A bipartisan group of senators introduced a bill which would impose federal beneficial ownership reporting requirements for legal entities established under state law, intended to assist law enforcement in fighting money laundering and terrorist financing ("AML/CFT"). The bill, called the "Improving Laundering Laws and Increasing Comprehensive Information Tracking of Criminal Activities in Shell Holdings Act ("ILLICIT CASH Act"), is co-sponsored by Senators Tom Cotton (R-AR), Mark R. Warner (D-VA), Doug Jones (D-AL), Mike Rounds (R-SD), Bob Menendez (D-NJ), John Kennedy (R-LA), Catherine Cortez Masto (D-NV), and Jerry Moran (R-KS).
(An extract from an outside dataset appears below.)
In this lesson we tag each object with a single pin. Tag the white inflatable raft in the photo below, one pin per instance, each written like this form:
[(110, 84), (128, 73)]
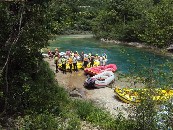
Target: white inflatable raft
[(100, 80)]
If enacted into law, the ILLICIT CASH Act would:

  • require shell companies to (i) register the names of the natural persons who exercise control over or own 25 percent or more (i.e., beneficial owners) of the equity interests of a corporation, limited liability company, or other legal entity at the time of formation with the Treasury Department's Financial Crimes Enforcement Network ("FinCEN"), and (ii) update FinCEN within 90 days of any change in the beneficial ownership going forward;

  • amend the Bank Secrecy Act ("BSA") to clarify how financial institutions should create a risk-based AML/CFT program;

  • require coordination between financial institutions, regulators and law enforcement by enacting (i) a feedback loop and (ii) regular reporting requirements;

  • reduce information-sharing barriers between financial institutions and affiliates intended to the identification and tracking of suspicious activities;

  • create a new regulatory process to allow financial institutions to experiment with "innovative" approaches to AML/CFT programs;

  • authorize financial institutions to report low-level risks in bulk to law enforcement agencies; and

  • require a "tech symposium" in which regulators, financial institutions, law enforcement agencies, and tech companies would facilitate new technology aimed at improving BSA AML/CFT efforts.


Joseph Moreno

The legislation acknowledges in its preamble that de-risking efforts by banks have had the perverse effect of driving certain dark money further underground. FinCEN has been following a global trend of shining light on the identities of owners of shell companies, both with its 2016 bank Customer Due Diligence Rule (CDD Rule) and its 2018 reissuance and expansion of its global targeting orders (GTOs) relating to residential real estate. If passed, the ILLICIT CASH Act would push beneficial ownership requirements into a different universe by requiring the reporting to FinCEN of natural person owners even in the absence of a banking or real estate transaction. Simply the act of forming a shell company under state law would trigger a reporting obligation to FinCEN, and entities already formed will be required to report their beneficial ownership information within two years of passage. FinCEN would amass a vast database of beneficial ownership data for domestic shell companies which would be available to federal, state, and local law enforcement (and to international agencies in certain circumstances). While such efforts have shown promise but ultimately failed in the past, this legislation, and a similar bill advancing in the House of Representatives, may be the most likely serious reforms to U.S. efforts to fight the abusive use of shell companies to commit money laundering, terrorist financing, and other financial crimes.